Member of the Chamber of Deputies
- In office 1 June 1912 – 31 May 1915
- Constituency: San Carlos
- In office 1 June 1900 – 31 May 1906
- Constituency: Chillán

Personal details
- Born: 1868 San Carlos, Chile
- Died: 28 September 1924 (aged 55–56)
- Party: Liberal Democratic Party

= Abdón Insunza =

Chilean politician (1868–1924)

Abdón Insunza Ortíz (1868 – 28 September 1924) was a Chilean politician who served as a member of the Chamber of Deputies of Chile.

A member of the Liberal Democratic Party, Insunza represented San Carlos from 1912 to 1915. During this term, he was a substitute member of the Permanent Commission of Foreign Relations and Colonization and served on the Permanent Commissions of Government and Public Assistance and Worship.
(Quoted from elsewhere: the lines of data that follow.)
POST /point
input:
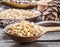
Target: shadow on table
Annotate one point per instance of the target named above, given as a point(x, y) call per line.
point(28, 45)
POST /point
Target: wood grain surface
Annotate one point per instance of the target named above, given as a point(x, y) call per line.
point(44, 41)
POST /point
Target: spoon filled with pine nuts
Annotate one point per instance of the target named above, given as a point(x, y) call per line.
point(26, 32)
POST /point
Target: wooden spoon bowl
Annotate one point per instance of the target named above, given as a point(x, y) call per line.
point(22, 39)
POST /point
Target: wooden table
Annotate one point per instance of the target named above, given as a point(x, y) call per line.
point(50, 39)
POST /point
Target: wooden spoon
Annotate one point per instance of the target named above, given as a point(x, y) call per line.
point(23, 39)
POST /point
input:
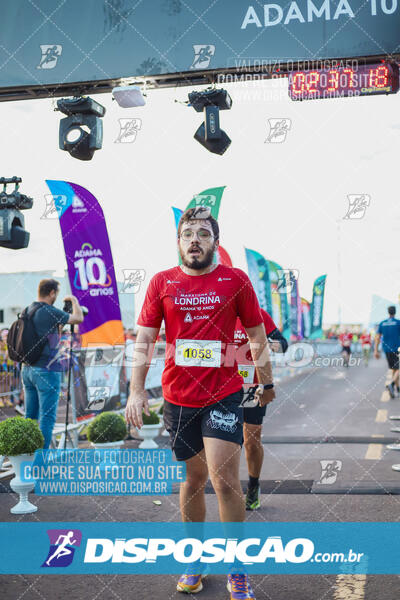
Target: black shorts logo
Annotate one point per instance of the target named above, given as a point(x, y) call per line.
point(223, 421)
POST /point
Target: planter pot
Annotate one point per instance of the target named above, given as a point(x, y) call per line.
point(103, 445)
point(148, 433)
point(22, 487)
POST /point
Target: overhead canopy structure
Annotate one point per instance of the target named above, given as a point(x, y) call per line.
point(63, 48)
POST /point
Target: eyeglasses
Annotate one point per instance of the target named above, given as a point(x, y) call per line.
point(203, 235)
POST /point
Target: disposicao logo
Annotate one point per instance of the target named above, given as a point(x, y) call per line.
point(62, 547)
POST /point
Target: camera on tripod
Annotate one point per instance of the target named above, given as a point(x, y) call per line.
point(67, 306)
point(12, 221)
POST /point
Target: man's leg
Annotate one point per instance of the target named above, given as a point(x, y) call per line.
point(48, 384)
point(253, 448)
point(254, 457)
point(191, 497)
point(223, 465)
point(30, 395)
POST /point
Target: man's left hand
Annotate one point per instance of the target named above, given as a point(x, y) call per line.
point(264, 397)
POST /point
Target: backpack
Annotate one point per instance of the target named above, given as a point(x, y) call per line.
point(23, 342)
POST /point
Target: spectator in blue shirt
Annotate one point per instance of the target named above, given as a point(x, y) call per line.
point(389, 331)
point(41, 383)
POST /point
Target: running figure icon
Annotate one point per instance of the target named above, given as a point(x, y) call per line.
point(62, 549)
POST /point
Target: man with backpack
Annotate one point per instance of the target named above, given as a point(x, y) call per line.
point(33, 340)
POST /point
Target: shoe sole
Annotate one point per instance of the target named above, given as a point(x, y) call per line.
point(189, 591)
point(228, 587)
point(391, 394)
point(254, 506)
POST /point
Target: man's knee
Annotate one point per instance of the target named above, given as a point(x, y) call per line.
point(252, 438)
point(224, 483)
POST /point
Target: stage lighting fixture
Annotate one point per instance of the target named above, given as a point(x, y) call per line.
point(12, 221)
point(209, 134)
point(81, 132)
point(128, 96)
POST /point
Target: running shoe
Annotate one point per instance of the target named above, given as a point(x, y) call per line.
point(190, 584)
point(239, 587)
point(253, 498)
point(390, 389)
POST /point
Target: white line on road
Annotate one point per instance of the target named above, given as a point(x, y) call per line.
point(374, 452)
point(350, 587)
point(381, 416)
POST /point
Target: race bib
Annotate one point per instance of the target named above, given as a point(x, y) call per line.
point(247, 372)
point(198, 353)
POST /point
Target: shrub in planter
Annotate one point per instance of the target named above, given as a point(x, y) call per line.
point(153, 419)
point(20, 436)
point(106, 427)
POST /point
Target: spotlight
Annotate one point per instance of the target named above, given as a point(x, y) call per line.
point(209, 134)
point(12, 222)
point(128, 96)
point(81, 132)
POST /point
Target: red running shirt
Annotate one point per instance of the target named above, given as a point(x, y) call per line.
point(243, 355)
point(200, 313)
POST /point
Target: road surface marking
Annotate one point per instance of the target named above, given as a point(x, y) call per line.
point(381, 416)
point(350, 587)
point(374, 452)
point(385, 396)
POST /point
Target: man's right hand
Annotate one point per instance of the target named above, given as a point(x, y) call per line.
point(137, 403)
point(71, 299)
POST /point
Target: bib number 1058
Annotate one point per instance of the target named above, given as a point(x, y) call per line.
point(198, 353)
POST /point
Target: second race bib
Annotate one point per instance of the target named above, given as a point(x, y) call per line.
point(247, 372)
point(198, 353)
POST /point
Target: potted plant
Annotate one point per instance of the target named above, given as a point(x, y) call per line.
point(107, 430)
point(19, 438)
point(149, 430)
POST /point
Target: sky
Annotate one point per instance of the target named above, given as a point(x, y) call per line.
point(286, 200)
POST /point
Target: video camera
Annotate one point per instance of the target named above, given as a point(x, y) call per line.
point(12, 222)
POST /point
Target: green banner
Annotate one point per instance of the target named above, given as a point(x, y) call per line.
point(317, 307)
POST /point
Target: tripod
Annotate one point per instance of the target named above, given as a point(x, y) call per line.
point(69, 383)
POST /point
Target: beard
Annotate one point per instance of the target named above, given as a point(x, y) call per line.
point(197, 262)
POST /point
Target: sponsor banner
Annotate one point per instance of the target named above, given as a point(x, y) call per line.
point(295, 308)
point(158, 548)
point(317, 307)
point(90, 264)
point(279, 298)
point(105, 472)
point(211, 197)
point(151, 38)
point(259, 276)
point(305, 318)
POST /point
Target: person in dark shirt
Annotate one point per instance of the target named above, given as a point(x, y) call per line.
point(389, 331)
point(41, 383)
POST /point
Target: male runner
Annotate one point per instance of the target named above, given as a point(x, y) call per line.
point(199, 302)
point(345, 339)
point(253, 415)
point(389, 331)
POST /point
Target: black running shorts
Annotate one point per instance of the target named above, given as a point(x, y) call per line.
point(188, 426)
point(393, 360)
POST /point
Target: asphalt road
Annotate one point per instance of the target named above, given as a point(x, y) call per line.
point(328, 414)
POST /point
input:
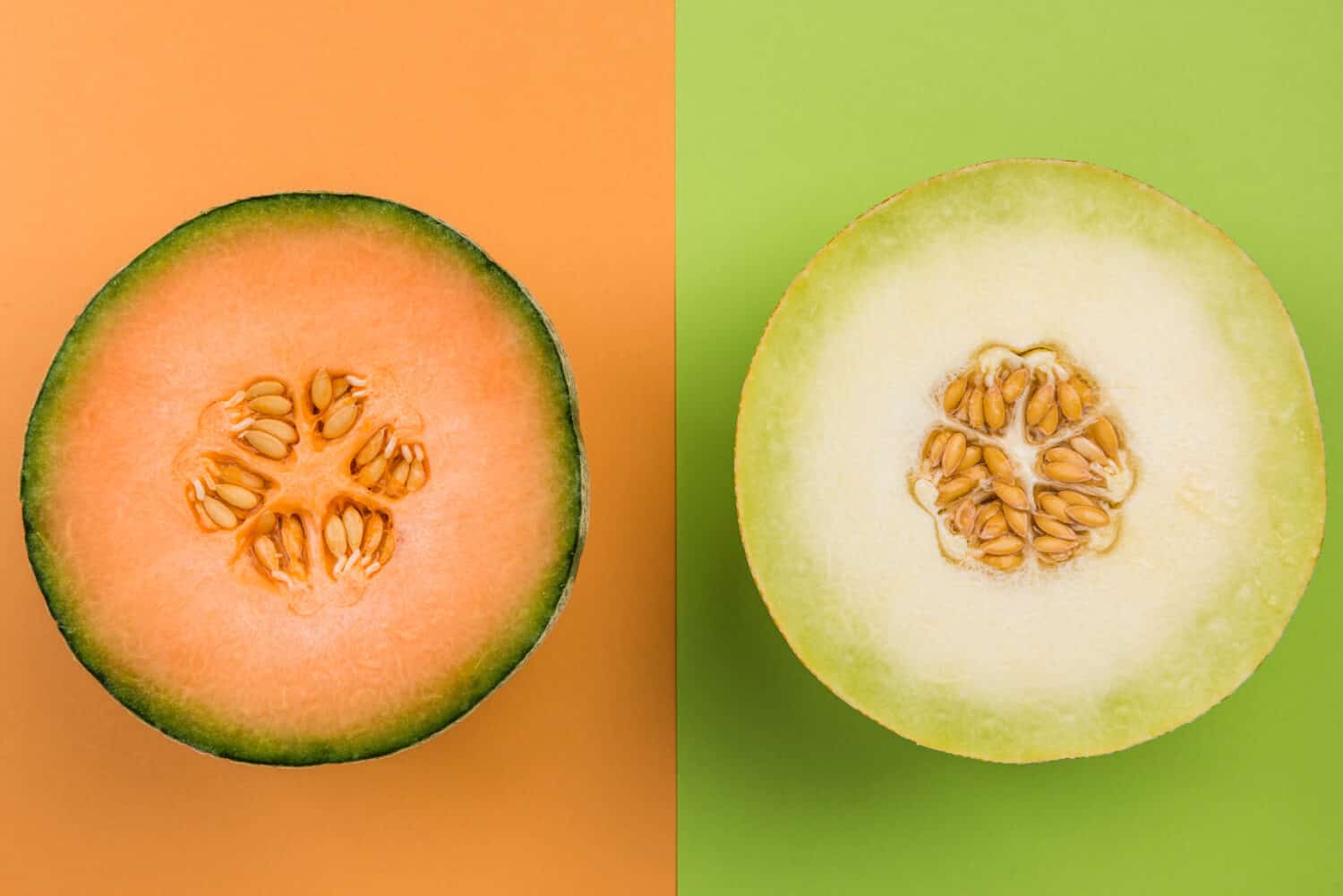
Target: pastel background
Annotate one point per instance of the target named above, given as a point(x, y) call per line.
point(791, 120)
point(543, 131)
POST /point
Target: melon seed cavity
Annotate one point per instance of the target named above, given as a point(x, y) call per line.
point(277, 429)
point(1025, 463)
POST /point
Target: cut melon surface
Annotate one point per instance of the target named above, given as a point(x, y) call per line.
point(1213, 501)
point(265, 370)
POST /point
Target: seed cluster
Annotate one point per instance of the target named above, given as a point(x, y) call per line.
point(1023, 463)
point(389, 466)
point(265, 419)
point(266, 422)
point(279, 544)
point(356, 535)
point(338, 402)
point(225, 493)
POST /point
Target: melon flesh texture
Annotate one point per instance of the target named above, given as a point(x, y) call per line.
point(196, 643)
point(1197, 354)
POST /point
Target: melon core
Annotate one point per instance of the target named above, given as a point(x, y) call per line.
point(304, 482)
point(994, 471)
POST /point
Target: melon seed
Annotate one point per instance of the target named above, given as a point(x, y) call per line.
point(1087, 448)
point(955, 391)
point(416, 476)
point(1039, 402)
point(947, 492)
point(1053, 400)
point(271, 405)
point(236, 495)
point(266, 552)
point(1069, 402)
point(1052, 504)
point(1066, 474)
point(937, 445)
point(1050, 423)
point(1014, 384)
point(292, 535)
point(977, 408)
point(372, 448)
point(1004, 544)
point(370, 476)
point(265, 387)
point(238, 476)
point(1049, 525)
point(219, 512)
point(1006, 562)
point(333, 533)
point(320, 392)
point(986, 512)
point(993, 527)
point(1065, 456)
point(953, 453)
point(279, 429)
point(998, 463)
point(372, 533)
point(1103, 432)
point(1010, 495)
point(266, 443)
point(996, 410)
point(1049, 544)
point(354, 523)
point(971, 458)
point(1085, 515)
point(340, 422)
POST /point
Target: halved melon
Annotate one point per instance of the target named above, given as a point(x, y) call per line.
point(304, 482)
point(1029, 464)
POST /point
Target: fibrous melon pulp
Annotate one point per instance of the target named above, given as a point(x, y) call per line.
point(1029, 464)
point(305, 482)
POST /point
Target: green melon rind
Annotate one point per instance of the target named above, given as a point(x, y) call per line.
point(196, 726)
point(1168, 692)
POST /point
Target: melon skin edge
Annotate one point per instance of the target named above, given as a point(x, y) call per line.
point(196, 727)
point(956, 738)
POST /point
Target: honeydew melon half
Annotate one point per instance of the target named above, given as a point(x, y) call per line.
point(305, 482)
point(1050, 630)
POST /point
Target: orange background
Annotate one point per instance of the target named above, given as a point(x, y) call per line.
point(543, 131)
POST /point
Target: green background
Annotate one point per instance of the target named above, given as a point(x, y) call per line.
point(790, 121)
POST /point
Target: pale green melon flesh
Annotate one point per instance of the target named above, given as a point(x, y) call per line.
point(1190, 346)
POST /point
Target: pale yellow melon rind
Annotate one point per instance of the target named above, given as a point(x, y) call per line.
point(1256, 598)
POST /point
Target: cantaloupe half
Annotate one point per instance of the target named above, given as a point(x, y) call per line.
point(305, 482)
point(1029, 464)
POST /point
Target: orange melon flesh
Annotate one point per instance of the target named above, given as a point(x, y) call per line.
point(180, 627)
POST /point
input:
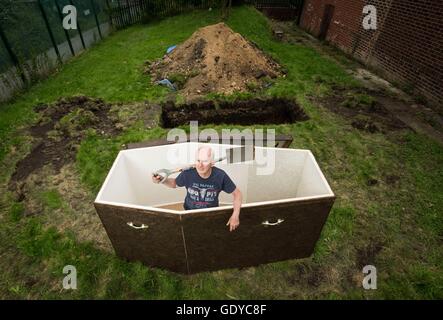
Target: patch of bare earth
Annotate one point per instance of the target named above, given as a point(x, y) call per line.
point(215, 59)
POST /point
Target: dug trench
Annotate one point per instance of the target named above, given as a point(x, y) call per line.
point(58, 133)
point(240, 112)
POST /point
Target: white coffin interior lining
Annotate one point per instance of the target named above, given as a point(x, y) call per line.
point(296, 177)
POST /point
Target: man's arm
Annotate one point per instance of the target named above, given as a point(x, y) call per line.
point(234, 221)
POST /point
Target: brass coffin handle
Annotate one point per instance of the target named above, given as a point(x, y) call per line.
point(267, 223)
point(132, 225)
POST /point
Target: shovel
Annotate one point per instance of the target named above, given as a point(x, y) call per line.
point(233, 155)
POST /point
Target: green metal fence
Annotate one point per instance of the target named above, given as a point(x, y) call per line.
point(33, 41)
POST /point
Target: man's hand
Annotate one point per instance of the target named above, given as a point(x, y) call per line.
point(233, 222)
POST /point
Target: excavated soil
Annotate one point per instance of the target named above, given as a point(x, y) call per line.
point(58, 133)
point(215, 59)
point(242, 112)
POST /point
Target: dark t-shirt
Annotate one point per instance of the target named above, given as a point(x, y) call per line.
point(203, 193)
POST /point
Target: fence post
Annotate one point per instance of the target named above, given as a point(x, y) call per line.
point(51, 35)
point(300, 11)
point(129, 12)
point(96, 19)
point(122, 19)
point(12, 55)
point(79, 29)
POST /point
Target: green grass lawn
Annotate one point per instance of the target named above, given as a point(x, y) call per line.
point(399, 227)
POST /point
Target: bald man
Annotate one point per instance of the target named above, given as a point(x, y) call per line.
point(204, 184)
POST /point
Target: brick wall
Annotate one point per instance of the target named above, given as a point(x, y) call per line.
point(407, 46)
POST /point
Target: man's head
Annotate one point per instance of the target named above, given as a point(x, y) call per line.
point(204, 160)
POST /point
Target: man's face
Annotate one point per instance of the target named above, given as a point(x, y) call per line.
point(203, 163)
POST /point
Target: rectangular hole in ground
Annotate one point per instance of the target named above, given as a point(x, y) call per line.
point(241, 112)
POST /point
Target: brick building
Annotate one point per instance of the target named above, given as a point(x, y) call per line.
point(406, 47)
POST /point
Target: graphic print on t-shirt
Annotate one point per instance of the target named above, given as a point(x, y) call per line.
point(202, 194)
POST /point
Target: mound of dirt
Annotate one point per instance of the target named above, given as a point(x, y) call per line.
point(215, 59)
point(248, 112)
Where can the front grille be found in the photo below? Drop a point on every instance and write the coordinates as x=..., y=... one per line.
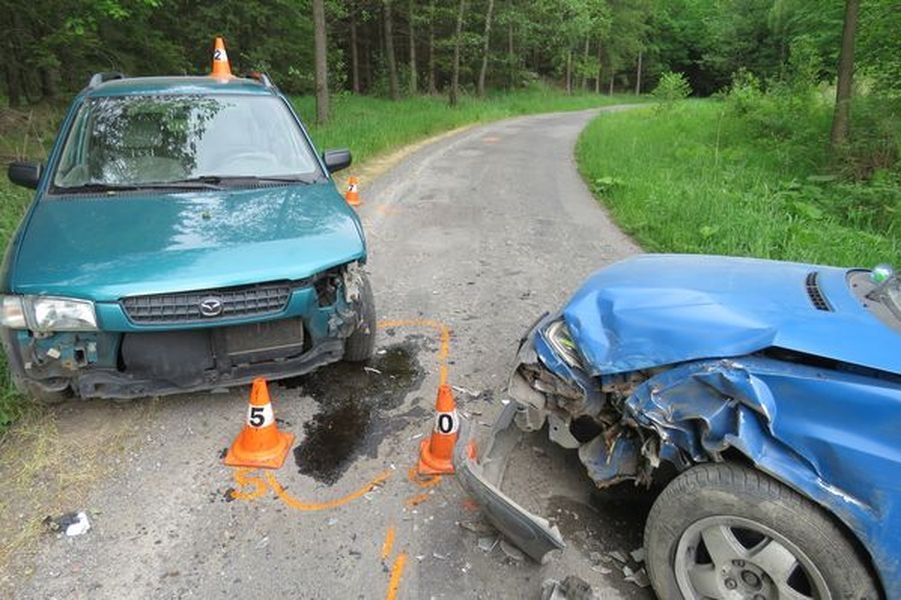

Insunza had previously represented Chillán and San Carlos from 1900 to 1906. During the 1900–1903 term, he was a substitute member of the Permanent Commission of Government and served on the Permanent Commissions of Ecclesiastical Affairs and Elections. Following his reelection for 1903–1906, he served as a substitute member of the Permanent Commission of War and Navy.

==Biography==
Insunza was born in San Carlos in 1868, the son of José María Insunza and Natalia Ortíz. He studied humanities at the Instituto Nacional, but family circumstances led him to devote himself to agricultural activities.

He entered local public life in 1894 as a municipal councillor in San Carlos, serving for six years. He was subsequently elected first mayor and held that position for five consecutive years.

His parliamentary activity focused particularly on the material development of Ñuble Province, including railways, telegraph services and public schools.

Around 1918, Insunza was appointed inspector of municipal treasuries. He remained in that position until his death on 28 September 1924.